Where the $\approx$ for some reason becomes $=$ when $y(k)$ is periodic. Could you please explain why this is the case?

Thank you so much!

Answer 1

By definition, the DTFT of an aperiodic signal $y(n)$ is given by

$$Y(\omega) = \sum_{n=-\infty}^\infty y(k)e^{-j\omega n} \tag{1}$$

And the $N$-DFT is given by

\begin{align} Y(k) &= Y(\omega)\bigg|_{\omega=2\pi\frac{k}{N}} \qquad \text{for }k=0,1,\ldots,N-1\\ &= \sum_{n=-\infty}^\infty y(n)e^{-j2\pi\frac{k}{N} n}\\ &= \sum_{l=-\infty}^\infty \sum_{m=0}^{N-1}y(m+lN)e^{-j2\pi\frac{k}{N} (m+lN)}\\ &=\sum_{m=0}^{N-1} \sum_{l=-\infty}^\infty y(m+lN)e^{-j2\pi\frac{k}{N}m}\\ &=\sum_{n=0}^{N-1} y_p(n)e^{-j2\pi\frac{k}{N}n}\\ \end{align}

where in the third equality we rewrite the infinite summation as an infinite sum of finite summations and let $n = m+lN$. In the fourth equality we interchange the order of summations and realize that $e^{-j2\pi kl} = 1$. In the last equality we just change $m$ by $n$ for convenience.

Now let's take a look at the summation

$$y_p(n) = \sum_{l=-\infty}^\infty y(n+lN) \tag{2}\label{2}$$

The relationship between $y_p(n)$ and $y(n)$ depends on the length $L$ of $y(n)$ and $N$. For example, let's consider the case where $y(n) = 0$ outside $0 \leq n \leq N$. At $n=N$, all the terms in \eqref{2} are zero except for $l=-1$ and $l=0$, then

$$y_p(N) = y(N)+y(0),$$

and here we clearly see that $y_p(N) \neq y(N)$. In this case $L = N+1$, and there is one overlapping between $y(0)$ and $y(N)$. If $L=N+2$, we would have two samples from $y(n)$ overlapping with two samples of $y(n-N)$, and so on.

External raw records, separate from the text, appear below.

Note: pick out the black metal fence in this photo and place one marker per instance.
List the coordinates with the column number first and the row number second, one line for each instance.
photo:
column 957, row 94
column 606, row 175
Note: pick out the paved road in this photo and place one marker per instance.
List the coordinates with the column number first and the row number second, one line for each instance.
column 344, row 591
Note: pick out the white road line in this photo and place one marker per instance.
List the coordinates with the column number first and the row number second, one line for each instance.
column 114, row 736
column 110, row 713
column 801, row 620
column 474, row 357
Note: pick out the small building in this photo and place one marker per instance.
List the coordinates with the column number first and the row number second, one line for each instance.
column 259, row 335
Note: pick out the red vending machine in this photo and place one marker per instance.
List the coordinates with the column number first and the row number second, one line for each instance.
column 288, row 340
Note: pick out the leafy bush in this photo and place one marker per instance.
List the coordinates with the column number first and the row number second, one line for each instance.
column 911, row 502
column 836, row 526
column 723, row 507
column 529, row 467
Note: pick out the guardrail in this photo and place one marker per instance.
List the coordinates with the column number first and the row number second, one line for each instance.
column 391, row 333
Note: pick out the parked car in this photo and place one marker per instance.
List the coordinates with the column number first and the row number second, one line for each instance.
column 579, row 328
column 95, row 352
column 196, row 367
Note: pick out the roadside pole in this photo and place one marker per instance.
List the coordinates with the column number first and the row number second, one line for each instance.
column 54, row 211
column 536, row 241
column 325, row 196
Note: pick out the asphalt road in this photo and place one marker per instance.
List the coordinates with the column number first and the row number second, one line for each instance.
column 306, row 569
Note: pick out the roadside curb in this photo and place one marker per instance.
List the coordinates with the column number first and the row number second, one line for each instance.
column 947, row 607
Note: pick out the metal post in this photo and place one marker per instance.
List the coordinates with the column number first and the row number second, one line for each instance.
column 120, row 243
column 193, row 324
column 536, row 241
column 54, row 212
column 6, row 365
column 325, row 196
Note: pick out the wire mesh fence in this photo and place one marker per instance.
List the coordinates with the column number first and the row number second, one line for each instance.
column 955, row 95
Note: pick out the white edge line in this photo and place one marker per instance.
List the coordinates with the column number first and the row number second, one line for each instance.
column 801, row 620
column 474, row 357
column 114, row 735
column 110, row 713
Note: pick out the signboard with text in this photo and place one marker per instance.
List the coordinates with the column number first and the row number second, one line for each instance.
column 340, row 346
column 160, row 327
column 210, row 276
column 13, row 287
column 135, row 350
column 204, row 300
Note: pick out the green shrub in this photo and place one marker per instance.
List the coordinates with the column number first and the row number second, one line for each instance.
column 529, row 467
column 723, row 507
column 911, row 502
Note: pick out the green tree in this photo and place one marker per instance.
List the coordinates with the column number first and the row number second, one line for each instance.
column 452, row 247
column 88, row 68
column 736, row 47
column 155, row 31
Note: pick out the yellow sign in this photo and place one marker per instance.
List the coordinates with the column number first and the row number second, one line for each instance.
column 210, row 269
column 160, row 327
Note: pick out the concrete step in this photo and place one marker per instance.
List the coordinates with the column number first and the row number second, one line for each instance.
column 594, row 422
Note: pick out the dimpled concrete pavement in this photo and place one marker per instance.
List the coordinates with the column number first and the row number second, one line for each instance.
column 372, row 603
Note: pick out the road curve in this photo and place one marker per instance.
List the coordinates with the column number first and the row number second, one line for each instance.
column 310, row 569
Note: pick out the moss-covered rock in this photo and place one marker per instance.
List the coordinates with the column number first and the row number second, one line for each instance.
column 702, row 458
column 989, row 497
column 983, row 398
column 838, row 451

Take now the case of $L=N$, in other words $y(n)$ is zero outside of $0\leq n\leq N-1$. Then we find that for $n=N$, all terms in \eqref{2} are zero except for $l=0$ and we get:

$$ y_p(N)=y(N) $$

Generally, if $L \leq N$, there is not overlapping and in that case $y_p(n) = y(n)$, and therefore

$$Y(k) = \sum_{n=-\infty}^\infty y(n)e^{-j2\pi\frac{k}{N} n} = \sum_{n=0}^{N-1} y(n)e^{-j2\pi\frac{k}{N}n}\tag{3}$$

When $y(n)$ is periodic, the DTFT actually coincides with the definition of the DFT

$$Y(k) = \sum_{n=0}^{N-1} y(n)e^{-j2\pi\frac{k}{N}n}\qquad\text{for }k=0,1,\ldots,N-1$$

My conclusion:

• Both summations you present are by sure different when $y(n)$ is aperiodic and its length $L$ is greater than $N$. An analysis of how different those summations are going to be (or how approximate is one respect to the other) depends in general of $y(n)$, especially of how bigger is $L$ in comparison with $N$ and how large are the tails of $y(n)$, that is, the values of $y(n)$ for $n$ near to the end points of the support of $y(n)$.
• Both summations are equal when $y(n)$ is aperiodic and $L \leq N$.
• For periodic signals we must use another definition for the DTFT that is the same DFT, and which in turn is the same for an aperiodic signal with $L \leq N$.